Seu desenvolvimento consumiu US$ 900 milhões ? incluindo uma nova fábrica (US$ 160 milhões) toda envidraçada erguida em Dresden e destinada exclusivamente à produção do modelo. O prédio é uma atração à parte nesse processo de glamourização. Quem desembolsa US$ 150 mil para comprar um Phaeton é convidado
pela montadora a conhecer a fábrica de vidro. Do lado de fora, o cliente acompanha a montagem do seu carro e pode até mudar um detalhe ou outro na última hora. O ultraluxuoso sedan alemão, que tem 2 m de largura por 4,90 m de comprimento, vem com controles individuais de temperatura dos bancos e tem painel, consoles e detalhes das portas feitos em madeira de lei ? para ficar em apenas duas das extravagâncias. No mercado, diz-se que o custo dos acabamentos de um Phaeton bancaria um Smart (o minicarro da Daimler-Mercedes) inteiro. No primeiro ano, a Volks espera vender não mais que 7 mil unidades do Phaeton, com potencial para chegar a 20 mil em 2004. A montadora não tem planos de fabricar nenhuma das folhas do trevo no Brasil pelo menos pelos próximos dez anos. Não haveria volume. Mas o Phaeton importado deve desembarcar nas revendas nacionais até dezembro.
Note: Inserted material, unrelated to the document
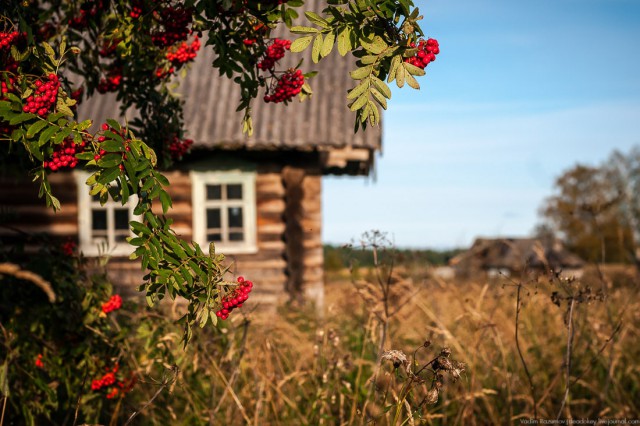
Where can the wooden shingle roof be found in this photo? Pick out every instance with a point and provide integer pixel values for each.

Tecnologia e emoção. O mentor do trevo é Ferdinand Piëch, ex-presidente do grupo Volkswagen. A idéia não lhe custou muitas noites de sono, afinal ele já havia feito algo parecido na Audi. Durante as décadas de 70 e 80, com os quadradões modelos A80 e A100, a montadora foi uma apagada marca de preço e volume. Em 1993, a Audi vendeu 350 mil carros. Hoje, depois de uma revolução comandada por Piëch e apoiada em alta tecnologia, emoção e na produção de veículos arrojados e esportivos, esse volume dobrou. Quando o executivo se aposentou, no ano passado, o conselho não teve dúvidas de quem deveria ocupar a sua cadeira: Bernd Pischetsrieder, antigo número 1 da BMW, a concorrente especialista em luxo, glamour e imagem ? os ?detalhes? que a Volkswagen quer para ela. Pischetsrieder abraçou a bandeira e logo que chegou organizou as marcas do grupo em duas categorias: esportivos (Lamborghini, Audi e Seat) e clássicos (Bentley, Volkswagen e Skoda). A tentativa é evitar uma possível canibalização, pois, como se vê, a companhia já produz carros de luxo sob outros logotipos. ?Todos os nossos consumidores vão se beneficiar do know-how que nós estamos adquirindo ao produzir modelos luxuosos?, já disse Pischetsrieder. Esta é a nova Volkswagen ? cada vez mais carro, cada vez menos povo.